Current evidence suggests that transmission of SARS-CoV-2 occurs primarily between people through direct, indirect, or close contact with infected people through infected secretions such as saliva and respiratory secretions, or through their respiratory droplets, which are expelled when an infected person coughs, sneezes, talks or sings.
Airborne transmission of the virus can occur in health care settings where specific medical procedures, called aerosol generating procedures, generate very small droplets called aerosols. Some outbreak reports related to indoor crowded spaces have suggested the possibility of aerosol transmission, combined with droplet transmission, for example, during choir practice, in restaurants or in fitness classes.
Respiratory droplets from infected individuals can also land on objects, creating fomites (contaminated surfaces). As environmental contamination has been documented by many reports, it is likely that people can also be infected by touching these surfaces and touching their eyes, nose or mouth before cleaning their hands.
Based on what we currently know, transmission of COVID-19 is primarily occurring from people when they have symptoms, and can also occur just before they develop symptoms, when they are in close proximity to others for prolonged periods of time. While someone who never develops symptoms can also pass the virus to others, it is still not clear to what extent this occurs and more research is needed in this area.
Urgent high-quality research is needed to elucidate the relative importance of different transmission routes; the role of airborne transmission in the absence of aerosol generating procedures; the dose of virus required for transmission to occur; the settings and risk factors for superspreading events; and the extent of asymptomatic and pre-symptomatic transmission.
How to prevent transmission
The overarching aim of the Strategic Preparedness and Response Plan for COVID-19(1) is to control COVID-19 by suppressing transmission of the virus and preventing associated illness and death. To the best of our understanding, the virus is primarily spread through contact and respiratory droplets. Under some circumstances airborne transmission may occur (such as when aerosol generating procedures are conducted in health care settings or potentially, in indoor crowded poorly ventilated settings elsewhere). More studies are urgently needed to investigate such instances and assess their actual significance for transmission of COVID-19.

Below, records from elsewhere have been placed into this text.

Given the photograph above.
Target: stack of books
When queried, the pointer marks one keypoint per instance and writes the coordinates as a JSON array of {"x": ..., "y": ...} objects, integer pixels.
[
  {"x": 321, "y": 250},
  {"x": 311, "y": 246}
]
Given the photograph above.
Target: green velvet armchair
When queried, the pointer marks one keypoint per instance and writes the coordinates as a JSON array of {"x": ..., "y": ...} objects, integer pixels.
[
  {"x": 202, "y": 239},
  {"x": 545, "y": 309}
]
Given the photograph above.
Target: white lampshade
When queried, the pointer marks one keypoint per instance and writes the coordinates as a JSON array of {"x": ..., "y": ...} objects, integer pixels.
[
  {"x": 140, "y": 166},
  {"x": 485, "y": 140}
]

To prevent transmission, WHO recommends a comprehensive set of measures including:
Identify suspect cases as quickly as possible, test, and isolate all cases (infected people) in appropriate facilities;
Identify and quarantine all close contacts of infected people and test those who develop symptoms so that they can be isolated if they are infected and require care;
Use fabric masks in specific situations, for example, in public places where there is community transmission and where other prevention measures, such as physical distancing, are not possible;
Use of contact and droplet precautions by health workers caring for suspected and confirmed COVID-19 patients, and use of airborne precautions when aerosol generating procedures are performed;
Continuous use of a medical mask by health workers and caregivers working in all clinical areas, during all routine activities throughout the entire shift;
At all times, practice frequent hand hygiene, physical distancing from others when possible, and respiratory etiquette; avoid crowded places, close-contact settings and confined and enclosed spaces with poor ventilation; wear fabric masks when in closed, overcrowded spaces to protect others; and ensure good environmental ventilation in all closed settings and appropriate environmental cleaning and disinfection.